A couple of years ago Norfolk County Sheriff Michael Bellotti resigned as sheriff to accept a position as interim president of Quincy College. Gov. Charlie Baker appointed Jerry McDermott, a former Boston city councilor and former state director of Scott Brown’s Massachusetts office, as sheriff for the balance of Bellotti’s term. McDermott is now running, as a Republican, for election to that post for a full-term; and two of his former rivals on the Democratic side have endorsed him over Patrick McDermott, the Democrat who defeated them in the primary.
In endorsing the Republican McDermott, former Democratic candidate Jim Coughlin put party aside. In a press release, Connolly said “I believe the position of sheriff should not be a political one, and it should be held by someone that understands law enforcement and corrections, as well as the many challenges of substance abuse disorders and mental health. I have great respect for Jerry McDermott and all the work he has done as sheriff.”

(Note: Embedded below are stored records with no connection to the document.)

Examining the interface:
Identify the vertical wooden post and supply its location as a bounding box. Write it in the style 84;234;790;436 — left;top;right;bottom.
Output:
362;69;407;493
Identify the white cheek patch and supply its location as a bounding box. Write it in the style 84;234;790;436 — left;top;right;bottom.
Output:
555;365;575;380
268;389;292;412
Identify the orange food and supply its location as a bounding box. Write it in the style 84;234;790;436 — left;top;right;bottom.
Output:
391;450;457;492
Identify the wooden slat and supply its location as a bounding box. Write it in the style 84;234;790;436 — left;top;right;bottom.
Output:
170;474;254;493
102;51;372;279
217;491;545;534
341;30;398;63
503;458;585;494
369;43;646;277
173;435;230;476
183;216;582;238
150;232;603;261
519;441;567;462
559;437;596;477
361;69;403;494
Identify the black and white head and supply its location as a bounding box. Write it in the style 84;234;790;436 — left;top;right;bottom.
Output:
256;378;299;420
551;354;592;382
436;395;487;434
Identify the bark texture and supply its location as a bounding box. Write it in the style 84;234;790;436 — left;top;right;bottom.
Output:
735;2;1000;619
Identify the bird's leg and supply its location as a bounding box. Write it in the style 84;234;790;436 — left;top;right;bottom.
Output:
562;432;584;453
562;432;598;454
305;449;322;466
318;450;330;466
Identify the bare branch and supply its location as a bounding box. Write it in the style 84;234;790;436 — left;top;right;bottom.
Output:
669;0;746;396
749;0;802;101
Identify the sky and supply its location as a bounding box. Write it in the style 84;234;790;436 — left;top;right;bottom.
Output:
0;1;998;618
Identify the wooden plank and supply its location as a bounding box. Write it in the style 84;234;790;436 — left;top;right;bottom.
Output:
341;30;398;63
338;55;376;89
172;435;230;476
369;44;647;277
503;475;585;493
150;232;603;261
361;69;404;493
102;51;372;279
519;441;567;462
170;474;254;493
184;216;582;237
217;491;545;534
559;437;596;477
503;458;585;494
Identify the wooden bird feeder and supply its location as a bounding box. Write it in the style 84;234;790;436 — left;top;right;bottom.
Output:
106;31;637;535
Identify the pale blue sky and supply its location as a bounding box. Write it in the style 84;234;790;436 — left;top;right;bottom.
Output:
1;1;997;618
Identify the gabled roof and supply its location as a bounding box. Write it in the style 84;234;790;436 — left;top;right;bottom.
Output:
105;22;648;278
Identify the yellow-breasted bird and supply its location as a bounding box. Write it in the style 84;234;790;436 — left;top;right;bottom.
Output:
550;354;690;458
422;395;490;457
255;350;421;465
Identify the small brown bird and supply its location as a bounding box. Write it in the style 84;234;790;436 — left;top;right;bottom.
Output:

Similarly, former Democratic candidate Bill Phelan, in a press release, stated that over “these past few months Jerry and I had respectful, substantive conversations about criminal justice reform…. Jerry’s platform is consistent with my own vision for the jail, especially his focus on compassionate care, racial equity, improving treatment for mental health and substance use disorders, and ending the unequal treatment of incarcerated women.”Yes, it is laudable to support your party. But, in the end, each voter needs to answer one question: Which candidate can fulfill the responsibilities of the position they are seeking and cast your vote accordingly. And our political system and our democracy will be the better for it.
Paul DeBole is an assistant professor of political science at Lasell College in Newton.